Tomo el libro, empiezo a hojearlo por el final y me fijo en un apéndice que no había notado antes, firmado por un tal Pascal Riviale. Se titula «Charles Wiener, ¿viajero científico u hombre de los medios?». El texto, muy breve, está escrito con una ironía casi hiriente, es más, está a un paso de ser un libelo; en él, Riviale sostiene que Wiener, más que un científico, fue un hombre con habilidades sociales y comunicativas: «Su estilo a veces enfático, otras sentencioso y lleno de humor —más cerca del romanticismo lírico de un Marcoy que del rigor científico de un D’Orbigny— se avenía más con un salón mundano que con un gabinete de trabajo». A continuación se regodea, lapidario: «Su camino estaba entonces trazado: al diablo la verdad histórica, ¡viva la arqueología novelesca!». Su éxito, culminaba, se debió a que había sabido presentar al público una cierta imagen de sí mismo. En ese momento vuelve a mí un viejo rumor que corre en un sector del mundo académico: hay quien sostiene que Wiener es un farsante, un impostor.

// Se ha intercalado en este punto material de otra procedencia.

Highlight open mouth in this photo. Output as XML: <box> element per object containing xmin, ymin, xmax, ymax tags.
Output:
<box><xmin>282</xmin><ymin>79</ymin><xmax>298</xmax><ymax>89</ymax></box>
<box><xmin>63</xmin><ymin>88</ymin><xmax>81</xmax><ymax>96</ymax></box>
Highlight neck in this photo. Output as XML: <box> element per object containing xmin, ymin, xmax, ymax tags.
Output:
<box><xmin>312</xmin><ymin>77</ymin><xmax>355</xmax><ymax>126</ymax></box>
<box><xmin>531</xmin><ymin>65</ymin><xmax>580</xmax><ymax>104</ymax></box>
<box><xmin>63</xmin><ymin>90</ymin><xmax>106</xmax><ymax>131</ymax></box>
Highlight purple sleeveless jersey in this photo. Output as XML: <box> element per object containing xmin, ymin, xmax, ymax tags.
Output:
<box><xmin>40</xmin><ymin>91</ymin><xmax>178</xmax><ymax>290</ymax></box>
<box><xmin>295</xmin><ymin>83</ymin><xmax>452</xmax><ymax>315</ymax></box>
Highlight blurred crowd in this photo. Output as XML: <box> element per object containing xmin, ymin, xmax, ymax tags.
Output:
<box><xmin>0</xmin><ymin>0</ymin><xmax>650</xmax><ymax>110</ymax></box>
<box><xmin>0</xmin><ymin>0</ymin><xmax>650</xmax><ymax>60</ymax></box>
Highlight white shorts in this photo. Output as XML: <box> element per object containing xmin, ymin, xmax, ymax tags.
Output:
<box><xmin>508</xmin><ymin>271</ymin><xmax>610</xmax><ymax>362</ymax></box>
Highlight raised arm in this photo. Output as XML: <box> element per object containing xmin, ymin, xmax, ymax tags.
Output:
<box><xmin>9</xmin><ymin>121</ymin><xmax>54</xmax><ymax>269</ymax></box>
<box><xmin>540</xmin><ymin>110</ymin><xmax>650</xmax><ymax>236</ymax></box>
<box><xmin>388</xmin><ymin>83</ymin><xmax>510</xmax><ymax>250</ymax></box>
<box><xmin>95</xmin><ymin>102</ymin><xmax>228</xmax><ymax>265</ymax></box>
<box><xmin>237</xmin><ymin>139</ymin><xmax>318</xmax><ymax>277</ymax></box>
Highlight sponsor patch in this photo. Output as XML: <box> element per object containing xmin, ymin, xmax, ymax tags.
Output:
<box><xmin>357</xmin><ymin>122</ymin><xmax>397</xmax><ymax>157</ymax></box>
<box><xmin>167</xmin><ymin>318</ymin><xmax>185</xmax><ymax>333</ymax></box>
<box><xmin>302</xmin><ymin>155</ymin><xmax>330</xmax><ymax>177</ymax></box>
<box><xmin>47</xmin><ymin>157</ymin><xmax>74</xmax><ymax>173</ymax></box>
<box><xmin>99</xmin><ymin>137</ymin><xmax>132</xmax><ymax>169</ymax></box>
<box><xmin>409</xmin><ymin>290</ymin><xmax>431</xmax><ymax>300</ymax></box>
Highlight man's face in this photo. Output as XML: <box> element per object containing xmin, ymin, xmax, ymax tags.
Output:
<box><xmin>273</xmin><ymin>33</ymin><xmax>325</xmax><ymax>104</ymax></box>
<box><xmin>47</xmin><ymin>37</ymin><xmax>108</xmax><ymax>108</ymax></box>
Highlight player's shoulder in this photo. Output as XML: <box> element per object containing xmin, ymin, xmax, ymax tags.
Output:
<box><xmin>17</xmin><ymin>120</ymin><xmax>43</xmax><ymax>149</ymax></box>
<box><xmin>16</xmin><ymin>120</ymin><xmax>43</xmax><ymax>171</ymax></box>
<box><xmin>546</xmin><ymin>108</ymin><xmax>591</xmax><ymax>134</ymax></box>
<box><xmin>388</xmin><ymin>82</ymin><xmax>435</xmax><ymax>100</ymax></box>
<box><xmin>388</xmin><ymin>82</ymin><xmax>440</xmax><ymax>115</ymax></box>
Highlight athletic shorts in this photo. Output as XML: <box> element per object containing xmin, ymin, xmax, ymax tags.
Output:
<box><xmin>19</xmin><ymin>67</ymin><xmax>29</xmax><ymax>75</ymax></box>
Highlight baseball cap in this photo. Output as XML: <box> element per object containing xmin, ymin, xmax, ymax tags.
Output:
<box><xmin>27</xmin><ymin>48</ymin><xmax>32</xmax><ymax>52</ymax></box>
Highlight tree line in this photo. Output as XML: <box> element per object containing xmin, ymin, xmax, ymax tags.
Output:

Por fin enciendo el teléfono de mi padre. Quiero saber qué hacía en sus últimas horas o estar con una parte de él que no ha muerto. Estoy segura de que hago algo que a la mayoría le parecerá condenable, pero la violación de la intimidad de un muerto que es tu padre siempre será relativa. Es algo que te debe. La verdad, también relativa de algunas cosas, tratándose de mi padre, es parte de un legado que me pertenece.

No dudo, hago una primera búsqueda con el nombre de la mujer con la que mi padre mantuvo una relación paralela y clandestina de más de treinta años y otra hija fuera del matrimonio. Y el primer correo que salta es uno en el que él le reprocha a ella una infidelidad.

La infidelidad dentro de la infidelidad.

Me pruebo las gafas sucias de papá y por primera vez en mi vida, y aún más fuerte desde que me bajé demasiado tarde de ese avión, siento que a lo mejor tengo que empezar a pensar seriamente en que algo de ese ser fraudulento me pertenece. Y ya no sé si me refiero a mi padre o a Charles.

En todas las casas de los Wiener que conozco está esa cutre reproducción en blanco y negro del rostro adusto del austriaco, enmarcada y adornando un mueble. Dicen que la original siempre estuvo en la familia y que una de las hermanas de mi abuelo la guardó hasta su muerte.

La leyenda de mi tatarabuelo Wiener es la del discreto pro­fesor de alemán convertido de la noche a la mañana en Indiana Jones.